Allez-y parmi les ouvriers, pour protester contre les exécutions en Russie. Ils vous répondront que cela est très mal ce qui arrive là-bas, mais qu’enfin la Russie soutient les antifascistes en Espagne et qu’il faut considérer que ce fait a une importance énorme, décisive. Et si vous insistez, les ouvriers diront qu’enfin Staline doit avoir raison, car il serait inconcevable qu’en Espagne il aide à la lutte contre les fascistes, alors qu’en Russie il tuerait des révolutionnaires ou tout simplement des ex-révolutionnaires.


se préparent les charniers de la contre-révolution.[15]

Aux ouvriers il faut dire la vérité.
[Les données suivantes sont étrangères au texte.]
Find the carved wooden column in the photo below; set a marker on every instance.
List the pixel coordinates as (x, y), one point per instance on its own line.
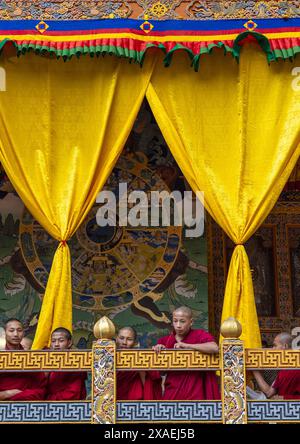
(234, 404)
(104, 373)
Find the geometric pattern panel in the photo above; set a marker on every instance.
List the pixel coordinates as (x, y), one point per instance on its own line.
(169, 411)
(49, 412)
(269, 411)
(45, 360)
(168, 359)
(126, 359)
(143, 359)
(145, 411)
(288, 359)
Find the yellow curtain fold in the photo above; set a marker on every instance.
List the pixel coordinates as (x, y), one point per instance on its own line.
(62, 128)
(234, 132)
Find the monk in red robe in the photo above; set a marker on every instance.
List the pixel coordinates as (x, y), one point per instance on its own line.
(287, 382)
(20, 386)
(64, 386)
(135, 385)
(189, 385)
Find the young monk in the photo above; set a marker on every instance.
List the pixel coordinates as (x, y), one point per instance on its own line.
(20, 386)
(135, 385)
(190, 384)
(287, 382)
(64, 385)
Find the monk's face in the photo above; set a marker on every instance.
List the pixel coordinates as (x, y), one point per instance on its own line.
(14, 334)
(125, 339)
(181, 323)
(278, 345)
(59, 341)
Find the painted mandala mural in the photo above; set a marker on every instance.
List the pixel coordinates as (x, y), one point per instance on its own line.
(135, 275)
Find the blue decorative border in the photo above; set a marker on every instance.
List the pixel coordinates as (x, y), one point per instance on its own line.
(179, 411)
(272, 411)
(145, 411)
(160, 25)
(46, 412)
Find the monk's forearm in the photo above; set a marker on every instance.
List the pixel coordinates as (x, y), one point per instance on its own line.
(263, 385)
(207, 347)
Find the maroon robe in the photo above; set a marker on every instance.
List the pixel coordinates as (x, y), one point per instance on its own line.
(66, 386)
(287, 384)
(190, 384)
(131, 388)
(31, 384)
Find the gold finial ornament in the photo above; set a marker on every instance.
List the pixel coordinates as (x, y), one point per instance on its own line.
(104, 328)
(231, 328)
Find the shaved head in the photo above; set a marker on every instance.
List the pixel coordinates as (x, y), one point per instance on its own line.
(132, 331)
(184, 310)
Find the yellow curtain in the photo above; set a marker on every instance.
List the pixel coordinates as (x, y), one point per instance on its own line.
(234, 131)
(62, 128)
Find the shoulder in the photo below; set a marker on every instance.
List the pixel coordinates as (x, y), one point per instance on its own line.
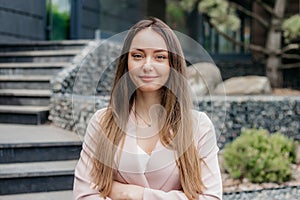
(97, 116)
(201, 119)
(204, 133)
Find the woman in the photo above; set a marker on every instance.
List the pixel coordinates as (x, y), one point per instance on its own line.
(149, 143)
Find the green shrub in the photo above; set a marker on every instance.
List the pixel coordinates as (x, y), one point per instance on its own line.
(260, 156)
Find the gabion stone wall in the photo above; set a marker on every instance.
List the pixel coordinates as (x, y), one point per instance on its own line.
(83, 88)
(229, 117)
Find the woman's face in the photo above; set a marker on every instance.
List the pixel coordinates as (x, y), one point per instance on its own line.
(148, 61)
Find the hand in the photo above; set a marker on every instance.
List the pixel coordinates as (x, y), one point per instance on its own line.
(126, 191)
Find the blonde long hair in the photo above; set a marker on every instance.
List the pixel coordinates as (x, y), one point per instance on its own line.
(177, 103)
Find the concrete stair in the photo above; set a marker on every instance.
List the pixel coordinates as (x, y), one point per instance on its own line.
(26, 70)
(37, 162)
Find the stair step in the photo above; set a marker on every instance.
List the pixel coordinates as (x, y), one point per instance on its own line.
(36, 169)
(36, 176)
(25, 82)
(42, 45)
(25, 97)
(31, 68)
(30, 143)
(38, 56)
(23, 114)
(39, 53)
(16, 78)
(20, 92)
(33, 65)
(57, 195)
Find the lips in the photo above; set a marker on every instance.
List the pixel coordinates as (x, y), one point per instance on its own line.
(148, 78)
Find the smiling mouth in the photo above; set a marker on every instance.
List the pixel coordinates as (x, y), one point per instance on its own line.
(148, 78)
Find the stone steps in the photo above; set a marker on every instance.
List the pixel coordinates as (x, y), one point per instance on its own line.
(64, 55)
(43, 45)
(57, 195)
(23, 114)
(36, 176)
(26, 70)
(29, 68)
(25, 97)
(25, 82)
(36, 159)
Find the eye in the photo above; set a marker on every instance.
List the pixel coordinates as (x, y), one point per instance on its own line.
(137, 56)
(160, 57)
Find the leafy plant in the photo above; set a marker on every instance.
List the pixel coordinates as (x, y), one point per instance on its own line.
(260, 156)
(291, 28)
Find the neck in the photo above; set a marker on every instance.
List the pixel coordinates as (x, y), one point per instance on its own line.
(145, 100)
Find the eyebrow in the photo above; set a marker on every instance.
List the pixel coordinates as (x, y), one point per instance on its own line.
(156, 51)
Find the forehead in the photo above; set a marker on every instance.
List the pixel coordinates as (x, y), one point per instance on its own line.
(148, 39)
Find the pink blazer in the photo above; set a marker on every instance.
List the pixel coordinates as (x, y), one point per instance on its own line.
(160, 175)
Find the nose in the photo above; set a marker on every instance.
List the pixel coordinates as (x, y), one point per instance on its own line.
(148, 64)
Et la vérité nie la prétendue contradiction entre l’action des centristes en Russie et en Espagne. Non, il y a une concordance parfaite. En Espagne, on soutient une guerre impérialiste pour l’écrasement des ouvriers, et en Russie on fait la même chose. Dans les autres pays, le centrisme, flanqué du Front Populaire, s’apprêtent à faire également la même chose pour le compte du capitalisme. Voilà la vérité. Seuls peuvent la dire aux ouvriers, ceux qui ont lutté contre la mystification de la guerre antifasciste, ou les autres qui, après l’égarement, ont compris l’énormité de leur faute et veulent reprendre la lutte pour le communisme, renforcés par la leçon terrible qu’offrent les morts d’Espagne, tous les morts, ceux sur les tranchées, qu’ils soient fascistes, antifascistes, maures, italiens ou allemands, les autres qui tombent dans l’arrière-garde fasciste, comme ceux qui tombent dans l’arrière-garde antifasciste.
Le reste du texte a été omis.